The sum is over set n where 1 − n are all atoms not forming hydrogen bonds with a probe; r_p is the separation between the protein atom and the probe (p); and A and B are coefficients from the Amber molecular dynamics package [43]. The hydrogen-bond-donor and hydrogen-bond-acceptor energy maps are defined in a similar way as the van der Waals map but include a weighting term dependent on the deviation from ideal hydrogen-bond angles. This weighting is encoded by high energy values in the map file, which can be visualized as a halo of ideal hydrogen-bonding angles by using isosurfaces at a suitable energy level.

The next stage of job preparation involves site point generation, that is, the generation of a collection of a special set of points located near the binding site.
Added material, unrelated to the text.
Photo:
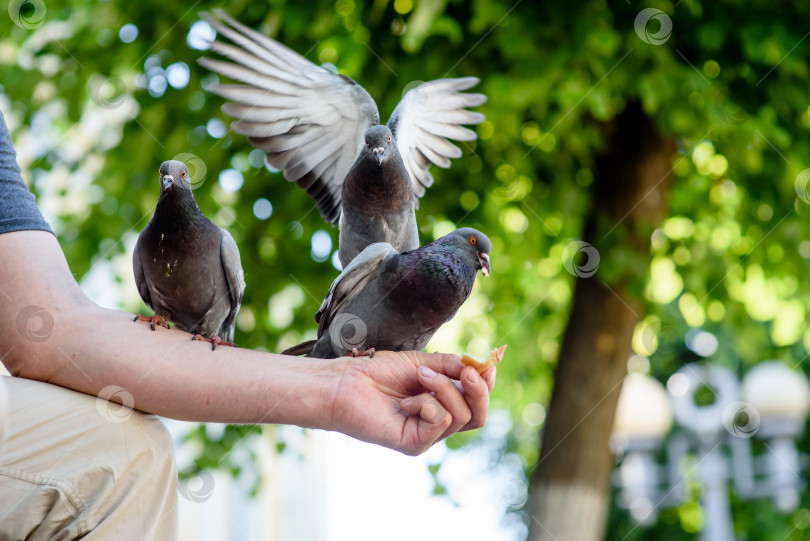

The map files typically represent the entire volume occupied by the protein and its surrounding area. The standard method of inhibiting a protein involves binding one or more foreign molecules to key sites known as binding sites. A protein may have one or more defined binding sites. Often, PDB files represent the protein complexed with its natural ligand. This natural ligand directs site point generation that defines the target pocket. The positioning of these points is determined by a search through the map files in the volume defined by the natural ligand (plus an adjustable amount of additional volume) and the energy values present. Generation of these points is flexible, but by default 170 points are found in the pocket and considered as one of three types: hydrophobic, hydrogen-bond acceptor, and hydrogen-bond donor. These types denote the type of atom that would favorably sit in a certain position (from an energy standpoint). The distribution of site points is many times denser than that of the atoms in a molecule. These points offer a way to constrain the search in ligand positioning, overlaying atoms of key types onto appropriate site points.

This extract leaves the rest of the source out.